Nei contenuti, il ddl costituzionale è una riforma snella, racchiusa in cinque articoli che, nelle intenzioni della maggioranza, dovrebbe entrare in vigore dalla prossima legislatura. Intanto, appunto, l’elezione del premier. La riforma modifica tre articoli della Carta: l’articolo 88 sul potere del capo dello Stato di sciogliere le Camere; l’articolo 92 sulla nomina del premier; e l’articolo 94 sulla mozione di fiducia e sfiducia al Governo. In sostanza, dalla prossima legislatura il capo del Governo verrebbe eletto dai cittadini in un unico turno, per 5 anni, con una scheda unica. Novità sul premio di maggioranza: previsto un sistema elettorale maggioritario con un premio del 55% assegnato su base nazionale che assicurerebbe il 55% dei seggi nelle Camere ai candidati e alle liste collegate al candidato premier eletto. Quanto ai poteri del capo dello Stato, a lui non spetterebbe più il potere di nomina del premier (come prevede oggi l'articolo 92), ma quello di conferire l'incarico al premier eletto, mentre manterrebbe il potere di nomina dei Ministri, su indicazione del capo del Governo. C’è poi la norma anti ribaltone: nel caso in cui il premier si dimetta o decada dal suo ruolo, il presidente della Repubblica può assegnare l'incarico di formare un nuovo Governo al premier dimissionario o a un altro parlamentare eletto e collegato al presidente del Consiglio. Un modo per garantire continuità alla legislatura, senza ricorrere al voto e che farebbe saltare il meccanismo della sfiducia costruttiva. Al momento non si sa se la novità resterà nel testo definitivo. Infine, lo stop ai senatori a vita: nel caso la riforma fosse approvata salterebbe anche un'altra prerogativa del presidente della Repubblica, ossia il potere di nominare i senatori a vita. In ogni caso la riforma garantirebbe che gli attuali senatori restino in carica fino alla fine del proprio mandato. 

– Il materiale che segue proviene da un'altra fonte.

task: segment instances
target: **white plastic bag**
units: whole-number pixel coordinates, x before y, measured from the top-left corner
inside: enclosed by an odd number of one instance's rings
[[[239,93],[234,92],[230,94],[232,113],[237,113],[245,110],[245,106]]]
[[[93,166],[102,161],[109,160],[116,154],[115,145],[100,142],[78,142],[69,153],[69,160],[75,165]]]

IL ddl costituzionale anche è il frutto delle consultazioni che Casellati ha avviato a gennaio con tutti i gruppi parlamentari. Confronti incrociati da cui è emersa la preferenza per il premierato, anche da parte delle opposizioni. Ma il risultato nel dettaglio non piace affatto a Pd, M5s e Sinistra italiana, convinti che, sbandierata come la riforma che darà la stabilità spesso mancata ai Governi italiani, in realtà ”stravolga pericolosamente” gli equilibri della Costituzione. E a farne le spese, secondo le minoranze, sarebbe il capo dello Stato a cui ”la destra toglie forza e autorevolezza”. Tranchant il capogruppo del Pd al Senato Boccia, nel dire che è ”una riforma costituzionale che scassa la democrazia italiana”. Altrettanto netto il M5s contro ”"un autentico pastrocchio costituzionale che confonde l’'ingegneria costituzionale con l'avventurismo di dilettanti allo sbaraglio”. Si associa Fratoianni, Avs, che annuncia battaglia parlamentare. Tra le opposizioni unica voce fuori dal coro quella di Italia Viva: ”Se Meloni porta la riforma costituzionale con l'elezione diretta del premier, noi ci siamo in coerenza con le nostre convinzioni”, fa sapere Renzi.